In southwestern China’s Tengchong area, local communities are allowed to vote on whether to manage the forests collectively, much as they would traditionally, or to manage sections individually.
Reforms like those have aided replanting, increasing China’s forest cover by 1.6 percent in 2000-2010. India saw a 0.5 percent increase, while all other Asian countries saw no change, or declines.
“In Asia, most governments continue to deny local land rights and to promote economic activities that result in deforestation.
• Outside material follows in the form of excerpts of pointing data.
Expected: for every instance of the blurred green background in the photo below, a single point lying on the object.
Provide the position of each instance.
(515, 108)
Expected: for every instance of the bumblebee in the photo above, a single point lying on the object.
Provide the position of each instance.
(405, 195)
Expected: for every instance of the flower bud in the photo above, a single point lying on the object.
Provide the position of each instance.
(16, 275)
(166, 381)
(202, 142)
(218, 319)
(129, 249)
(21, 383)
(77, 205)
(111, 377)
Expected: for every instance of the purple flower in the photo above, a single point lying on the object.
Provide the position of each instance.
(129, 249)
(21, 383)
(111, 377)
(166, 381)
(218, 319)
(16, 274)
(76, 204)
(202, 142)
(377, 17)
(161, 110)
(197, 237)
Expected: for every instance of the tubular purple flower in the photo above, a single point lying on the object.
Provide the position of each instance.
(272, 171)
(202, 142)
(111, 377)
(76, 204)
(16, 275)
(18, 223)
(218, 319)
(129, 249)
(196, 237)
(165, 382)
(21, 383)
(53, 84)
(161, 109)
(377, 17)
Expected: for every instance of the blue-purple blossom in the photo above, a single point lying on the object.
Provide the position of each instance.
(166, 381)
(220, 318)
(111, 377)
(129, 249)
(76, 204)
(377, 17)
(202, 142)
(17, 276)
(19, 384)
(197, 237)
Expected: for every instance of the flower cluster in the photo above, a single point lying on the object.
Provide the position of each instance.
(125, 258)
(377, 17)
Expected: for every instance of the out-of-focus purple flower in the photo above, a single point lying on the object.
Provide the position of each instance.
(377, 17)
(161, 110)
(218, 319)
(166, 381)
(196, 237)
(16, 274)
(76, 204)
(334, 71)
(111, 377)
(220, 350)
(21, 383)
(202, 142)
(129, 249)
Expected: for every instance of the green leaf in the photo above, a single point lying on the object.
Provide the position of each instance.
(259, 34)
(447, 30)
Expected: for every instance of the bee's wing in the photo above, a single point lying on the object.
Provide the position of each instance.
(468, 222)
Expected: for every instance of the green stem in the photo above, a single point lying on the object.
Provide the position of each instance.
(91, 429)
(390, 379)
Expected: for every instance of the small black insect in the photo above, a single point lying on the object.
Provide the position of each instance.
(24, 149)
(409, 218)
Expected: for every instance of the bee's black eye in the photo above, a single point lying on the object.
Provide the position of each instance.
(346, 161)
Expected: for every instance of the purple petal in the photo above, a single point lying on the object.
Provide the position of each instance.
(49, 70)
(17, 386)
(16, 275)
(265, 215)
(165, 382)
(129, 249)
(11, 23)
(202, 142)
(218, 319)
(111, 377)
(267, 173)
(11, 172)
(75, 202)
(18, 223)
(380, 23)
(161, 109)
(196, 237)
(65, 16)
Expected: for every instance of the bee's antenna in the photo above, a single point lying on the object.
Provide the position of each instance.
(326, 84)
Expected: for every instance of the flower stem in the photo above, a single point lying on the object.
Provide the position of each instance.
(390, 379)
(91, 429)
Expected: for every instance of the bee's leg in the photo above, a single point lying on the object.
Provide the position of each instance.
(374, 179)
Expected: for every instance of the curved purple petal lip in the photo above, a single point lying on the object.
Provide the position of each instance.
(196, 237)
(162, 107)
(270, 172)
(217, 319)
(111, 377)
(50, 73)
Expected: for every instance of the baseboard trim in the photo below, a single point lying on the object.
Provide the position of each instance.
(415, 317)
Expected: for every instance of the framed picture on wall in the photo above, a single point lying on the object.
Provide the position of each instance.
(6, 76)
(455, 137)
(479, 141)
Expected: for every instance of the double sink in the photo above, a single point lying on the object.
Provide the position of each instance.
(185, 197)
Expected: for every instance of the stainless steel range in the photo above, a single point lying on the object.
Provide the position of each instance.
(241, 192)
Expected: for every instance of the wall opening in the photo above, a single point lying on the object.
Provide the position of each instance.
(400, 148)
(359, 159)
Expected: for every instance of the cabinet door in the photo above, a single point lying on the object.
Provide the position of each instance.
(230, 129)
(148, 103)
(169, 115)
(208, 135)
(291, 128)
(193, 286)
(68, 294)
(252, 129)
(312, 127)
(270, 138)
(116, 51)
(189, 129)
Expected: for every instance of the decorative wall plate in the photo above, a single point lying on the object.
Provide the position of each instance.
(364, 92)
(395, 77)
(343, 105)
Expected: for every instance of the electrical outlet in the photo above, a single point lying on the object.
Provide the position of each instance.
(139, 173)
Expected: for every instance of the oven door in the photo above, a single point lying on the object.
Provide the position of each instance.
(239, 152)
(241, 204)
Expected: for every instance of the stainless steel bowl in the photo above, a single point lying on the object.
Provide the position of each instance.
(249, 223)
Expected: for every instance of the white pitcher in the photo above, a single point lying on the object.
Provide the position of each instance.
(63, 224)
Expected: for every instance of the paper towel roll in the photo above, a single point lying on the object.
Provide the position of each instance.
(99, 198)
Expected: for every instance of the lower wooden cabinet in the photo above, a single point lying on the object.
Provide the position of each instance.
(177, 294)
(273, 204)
Forests in the region are being depleted, communities are losing their homelands, and corruption is common,” the RRI report says.
In Laos, Cambodia and Malaysia, meanwhile, local authorities have encouraged razing of forests for rubber, coffee, eucalyptus and other crops, reducing biodiversity by wiping out ancient old growth forests.
Without reforms to protect local residents’ rights, the problems will only grow worse, says Andy White, a coordinator with RRI.
“Land rights have to be secure for development to be sustainable,” White said in a phone interview.
RRI’s research shows that forest lands owned by local communities and indigenous people increased slightly over the past decade, from 10 percent in 2002 to 15 percent in 2012.
Conservation groups are pushing for the Rio gathering to include the issue of land rights on an agenda already weakened by decisions of many world leaders not to attend.
Among their priorities is the REDD program—for Reduction of Emissions from Deforestation and Forest Degradation, a global program that provides funds to countries seeking to cut emissions through good forest governance, protecting biodiversity and the rights of indigenous peoples.
“Unless the land issue is addressed, we are not going to make progress on REDD, global warming or even poverty,” White said.
Deforestation—the burning of woodlands or the rotting of felled trees—is thought to account for up to 20 percent of C02 released into the atmosphere—as much as that emitted by all the world’s cars, trucks, trains, planes and ships combined.
The aim is to provide incentives to leave forests standing, in many cases retraining people whose livelihoods are linked to the forest—or its destruction.
Land use rights remain a touchy topic, especially in China, where land grabs often provoke public protests. Local officials barred RRI from taking journalists to see the projects it has backed in Tengchong, the district surrounding Houqiao.
In most of Africa and many other regions, the issue of land rights largely has been ignored, while agribusinesses and global investment funds “slice and dice” public land holdings, says White. As a result, clearing of forests is soaring.